Primeiro fui para Araripina, terra onde nasci. Na casa de
meu pai que reside em Lagoa do Barro, palco de minha infância. Eu morei também
em Trindade e alguns meses em Recife, mas foi nesse distrito que cresci e morei
mais tempo. A igreja, a escola, a praça, as ruas, as roças, o açude, o riso, as
delícias na mesa, os abraços e as memórias. Visitei minhas tias, primos e
primas, e nem deu para ver todos, eita família grande.
De lá segui para Parnamirim e Serrita, terra da minha
família materna. Minha vozinha está prestes a completar 99 anos. Que bênção
escutar suas histórias, presenciar sua reza e seu amor exalando no respirar do
seu cotidiano. A paz de sentar-se ao seu lado, observar sua oração fervorosa,
ouvir sua voz e sentir seu cheiro. Trouxe na bagagem a força de sua presença.
Dessa vez tive a coragem de visitar o túmulo do meu Vozinho.
O cemitério na caatinga, com a capela ao lado e a árvore na frente, com sombra
generosa. Ao lado da sua cruz, coloquei flores amarelas que colhi fresca,
acendi três velas e joguei a água benta que a vozinha pediu. Uma borboleta
amarela bailava enquanto eu ia respingando a água sobre o chão do sertão. Ele
está em Paz e segue iluminando meus passos com sua ternura.
Cactos, mandacaru, xique-xique, palma e as tantas plantas e
árvores da caatinga descritas pelo meu tio Neto durante a trilha nas veredas.
Que sertanejo! Os pássaros, os ninhos, as pedras pequenas, médias e grandes, a
areia da estrada, os bichos, o açude, a serra e o cenário da terra dos meus
ancestrais revelando a riqueza desse bioma ímpar.
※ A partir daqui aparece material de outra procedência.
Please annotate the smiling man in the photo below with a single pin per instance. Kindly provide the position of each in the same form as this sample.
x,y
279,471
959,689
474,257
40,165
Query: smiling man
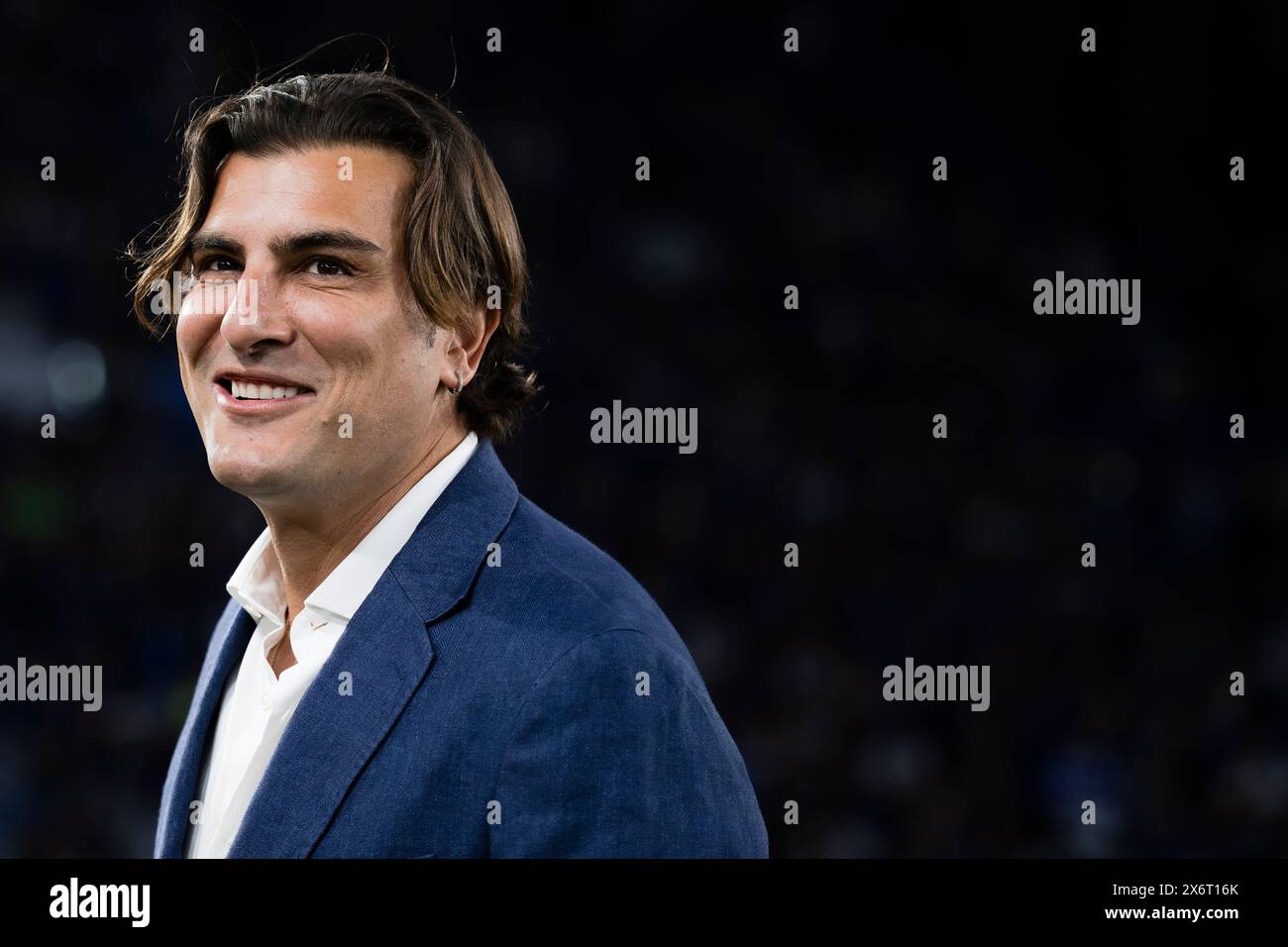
x,y
415,661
O fogão a lenha, o cuscuz com feijão verde, a carne de bode
torrada e assada na brasa, o baião de dois com nata, o bolo de caco, de milho,
liso e fofo. A rapadura, os sucos naturais da tia, o umbu, o doce de leite, o
chá noturno de erva doce com cana, a sopa, o pirão do tio Chico, a cajuína e a
variedade de chás que eu trouxe da farmácia da feira. E ainda encontrei o rosário de
catolé com coquinhos deliciosos.
Quanta partilha na viagem de férias pelo sertão. Quantas memórias cultivadas nas prosas do alpendre e cozinha. A luminosidade do amanhecer, o encantamento do entardecer e as estrelas cintilantes na noite de Lua Nova e Crescente. Dois ciclos lunares, duas semanas e muita vida. Na estrada da saudade eu sigo. Amo o lugar que moro. Nessa região metropolitana paulista que vivo carrego a fortaleza de Ser Sertão.